The implementation involved several components:

  • Text Cleaning: A new function, clean\_for\_tts, was introduced. This function preprocesses the AI's response to remove or rephrase elements that don't translate well to speech. For instance, code blocks and tables would be replaced with a message like "Please refer to the screen for tables and code." Links, emphasis, and list markers were also stripped to leave only plain text.
  • Caching Logic: A cache was implemented using GCS. When a request for audio comes in, the cleaned text is hashed. If an MP3 file with that hash exists in the tts-cache/ GCS bucket, it's served immediately. This is a cache HIT, incurs no extra cost, and doesn't deduct from the daily quota. If the file doesn't exist (a cache MISS), the Cloud TTS API is called to generate the audio. The generated audio is then saved to GCS and logged in the usage\_logs table with source='tts'.
  • Cost Management: To prevent abuse and manage costs on my small VM, a daily cap (TTS\_DAILY\_CAP) was set. This cap applies only to MISSes, not HITs. The cost for TTS generation is approximately $30 per 1 million characters.
  • API Endpoint: A new API endpoint, POST /chat/tts, was created. This endpoint is publicly accessible (as it's an accessibility feature) and returns the audio data as a base64 encoded string. It handles cache HITs and MISSes.
  • Nginx Configuration: To ensure the new /api/chat/tts endpoint was correctly routed and not intercepted by other services (like SSE), an exact match configuration was added to Nginx, drawing from lessons learned from previous video upload handling.
  • Frontend Integration: A "Listen to response" (🔊) button was added to each chat bubble. This button, visible by default for accessibility, triggers the API call. Upon receiving the audio data, it's played back using the browser's new Audio() constructor. The user's selected voice preference is also respected.

A Hidden Bug: Date Encoding Woes

During testing, a critical bug surfaced related to the daily quota tracking. The system was failing to record usage for sessions that timed out or had no speech output, causing a potential leak in the daily cap. This was traced to how dates were handled in the database query for tracking daily generations. Specifically, passing a date as a string $2::date to asyncpg caused a DataError because the string representation wasn't correctly converted. The fix was to perform the date calculation directly within SQL using (now() AT TIME ZONE 'Asia/Seoul')::date instead of relying on string conversion.

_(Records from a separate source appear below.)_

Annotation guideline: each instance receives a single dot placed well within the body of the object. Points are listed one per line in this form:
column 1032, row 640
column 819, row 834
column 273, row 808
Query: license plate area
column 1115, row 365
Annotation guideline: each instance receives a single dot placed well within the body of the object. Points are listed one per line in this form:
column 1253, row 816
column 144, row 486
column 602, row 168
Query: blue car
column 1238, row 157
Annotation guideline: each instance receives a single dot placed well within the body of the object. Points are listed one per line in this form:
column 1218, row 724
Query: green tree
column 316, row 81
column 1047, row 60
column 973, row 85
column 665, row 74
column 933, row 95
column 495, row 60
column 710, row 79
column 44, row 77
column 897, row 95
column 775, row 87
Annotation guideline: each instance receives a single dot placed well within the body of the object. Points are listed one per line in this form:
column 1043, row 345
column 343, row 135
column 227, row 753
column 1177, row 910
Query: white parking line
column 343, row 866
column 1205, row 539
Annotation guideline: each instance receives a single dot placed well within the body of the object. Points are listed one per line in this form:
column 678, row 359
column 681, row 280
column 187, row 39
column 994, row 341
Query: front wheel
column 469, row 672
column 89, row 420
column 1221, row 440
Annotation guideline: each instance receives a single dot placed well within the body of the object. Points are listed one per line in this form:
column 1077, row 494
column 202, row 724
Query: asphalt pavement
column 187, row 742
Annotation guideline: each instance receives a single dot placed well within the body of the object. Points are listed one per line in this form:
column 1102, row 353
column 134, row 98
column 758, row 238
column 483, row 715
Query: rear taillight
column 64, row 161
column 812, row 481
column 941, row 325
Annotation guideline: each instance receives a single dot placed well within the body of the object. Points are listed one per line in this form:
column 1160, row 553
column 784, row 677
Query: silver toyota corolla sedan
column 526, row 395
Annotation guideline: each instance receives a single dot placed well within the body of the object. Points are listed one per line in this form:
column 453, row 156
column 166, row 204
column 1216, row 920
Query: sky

Lesson learned: When using asyncpg for date comparisons, it's safer to perform date calculations within SQL or ensure you're passing proper date objects, rather than relying on string casting, especially across different time zones.

Honest Limitations

While this feature significantly enhances accessibility, it's important to be transparent about its limitations:

  • The voice used is a natural neural voice, not the device's default.
  • Tables and code blocks are skipped with a "Please refer to the screen" message.
  • Automatic playback is not enabled to prevent accidental costs and ensure user control.
  • While cache HITs are free and unlimited, generating new audio deducts from the daily quota.

Furthermore, a note was added that any replies generated by the user's request would require explicit approval before being sent, a standard procedure for user-facing replies.